To perform the job successfully, an individual should demonstrate the following competencies:


  • Analytical - Synthesizes complex or diverse information; Collects and researches data; Uses intuition and experience to complement data.
  • Written Communication - Writes clearly and informatively; Able to read and interpret written information.
  • Interpersonal Skills - Focuses on solving conflict, not blaming; Maintains confidentiality; Listens to others without interrupting; Keeps emotions under control; Remains open to others' ideas and tries new things.
  • Professionalism - Approaches others in a tactful manner; Reacts well under pressure; Treats others with respect and consideration regardless of their status or position; Accepts responsibility for own actions; Follows through on commitments.
  • Judgment - Supports and explains reasoning for decisions.
  • Quality Management - Looks for ways to improve and promote quality; Demonstrates accuracy and thoroughness.
  • Problem Solving – Gathers and analyses information skillfully; Identifies and resolves problems.
  • Teamwork - Balances team and individual responsibilities; Exhibits objectivity and openness to others' views; Gives and welcomes feedback; Contributes to building a positive team spirit; Puts success of team above own interests; able to build morale and group commitments to goals and objectives; Supports everyone's efforts to succeed.


Required Experience


Education and/or Experience


  • At least one year healthcare experience that demonstrates expertise in conducting medical reviews.
  • BSN OR an RN with additional current and active degree/license/certification/s in a relevant healthcare discipline (i.e., CPC, CPHM, CFE, CCM, HCAFA).
  • ICD-9 coding, CPT coding, and knowledge of Medicare and/or Medicaid regulations preferred.

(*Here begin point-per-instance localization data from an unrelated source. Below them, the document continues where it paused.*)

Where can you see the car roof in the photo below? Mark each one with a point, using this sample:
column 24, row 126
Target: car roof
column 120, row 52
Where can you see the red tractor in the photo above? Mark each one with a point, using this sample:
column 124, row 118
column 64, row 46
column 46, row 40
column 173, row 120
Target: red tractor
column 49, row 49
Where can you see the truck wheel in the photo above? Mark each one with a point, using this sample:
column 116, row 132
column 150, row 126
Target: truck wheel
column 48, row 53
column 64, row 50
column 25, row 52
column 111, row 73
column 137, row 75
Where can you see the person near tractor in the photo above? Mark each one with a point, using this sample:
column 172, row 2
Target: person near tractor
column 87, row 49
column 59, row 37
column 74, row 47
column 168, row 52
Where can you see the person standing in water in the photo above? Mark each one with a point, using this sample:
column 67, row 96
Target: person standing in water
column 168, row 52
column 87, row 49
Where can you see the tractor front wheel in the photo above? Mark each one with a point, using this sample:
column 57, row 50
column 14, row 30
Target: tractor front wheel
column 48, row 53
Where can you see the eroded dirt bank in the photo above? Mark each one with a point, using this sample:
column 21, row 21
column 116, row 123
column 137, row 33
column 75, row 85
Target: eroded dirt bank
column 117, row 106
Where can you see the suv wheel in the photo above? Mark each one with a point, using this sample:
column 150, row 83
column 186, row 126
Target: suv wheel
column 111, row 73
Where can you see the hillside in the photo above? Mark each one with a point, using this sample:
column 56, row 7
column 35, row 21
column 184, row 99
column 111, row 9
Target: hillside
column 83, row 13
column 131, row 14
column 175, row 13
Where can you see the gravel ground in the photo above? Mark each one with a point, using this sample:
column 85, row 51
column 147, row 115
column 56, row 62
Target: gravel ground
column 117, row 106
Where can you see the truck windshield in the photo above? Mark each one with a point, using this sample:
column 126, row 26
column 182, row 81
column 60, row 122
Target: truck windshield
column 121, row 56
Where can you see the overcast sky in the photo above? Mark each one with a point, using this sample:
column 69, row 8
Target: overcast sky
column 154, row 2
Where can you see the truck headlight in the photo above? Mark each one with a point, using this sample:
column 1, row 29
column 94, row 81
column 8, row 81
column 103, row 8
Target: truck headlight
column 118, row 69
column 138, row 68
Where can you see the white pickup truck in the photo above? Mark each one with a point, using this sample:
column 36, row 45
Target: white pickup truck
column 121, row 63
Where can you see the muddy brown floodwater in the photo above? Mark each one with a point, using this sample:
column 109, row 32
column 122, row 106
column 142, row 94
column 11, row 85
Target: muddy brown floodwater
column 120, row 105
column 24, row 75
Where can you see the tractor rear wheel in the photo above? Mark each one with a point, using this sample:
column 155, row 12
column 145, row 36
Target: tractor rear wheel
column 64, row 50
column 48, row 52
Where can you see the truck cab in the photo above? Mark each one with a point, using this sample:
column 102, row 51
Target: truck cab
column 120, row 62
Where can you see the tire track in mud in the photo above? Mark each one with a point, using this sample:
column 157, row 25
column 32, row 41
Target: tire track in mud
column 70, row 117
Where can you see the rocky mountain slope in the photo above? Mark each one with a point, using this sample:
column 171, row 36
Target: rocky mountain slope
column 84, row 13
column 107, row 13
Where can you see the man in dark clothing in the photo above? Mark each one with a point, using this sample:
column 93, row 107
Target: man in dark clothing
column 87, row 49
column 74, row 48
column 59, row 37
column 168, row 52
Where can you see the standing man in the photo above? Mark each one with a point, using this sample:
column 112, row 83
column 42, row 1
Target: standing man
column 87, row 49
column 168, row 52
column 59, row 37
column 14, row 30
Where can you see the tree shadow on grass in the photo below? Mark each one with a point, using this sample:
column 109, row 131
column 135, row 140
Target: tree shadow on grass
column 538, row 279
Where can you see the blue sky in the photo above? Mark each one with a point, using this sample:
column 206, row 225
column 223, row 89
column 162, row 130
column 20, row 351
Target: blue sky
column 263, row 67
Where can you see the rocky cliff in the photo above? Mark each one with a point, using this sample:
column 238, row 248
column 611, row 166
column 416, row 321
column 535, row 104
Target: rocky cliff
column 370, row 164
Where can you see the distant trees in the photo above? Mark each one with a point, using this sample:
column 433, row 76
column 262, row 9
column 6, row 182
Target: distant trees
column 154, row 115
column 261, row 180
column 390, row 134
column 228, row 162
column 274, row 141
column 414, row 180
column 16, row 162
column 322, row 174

CPC or similar certification preferred.
  • Prior successful experience with CMS, State Medicaid, and OIG/FBI or similar agencies preferred.
  • Must possess at least five years clinical experience or combination of clinical and medical review experience.


Certificates, Licenses, Registrations: Current, active and non-restricted RN licensure required.


Qlarant is an Equal Opportunity Employer of Minorities, Females, Protected Veterans, and Individuals with Disabilities.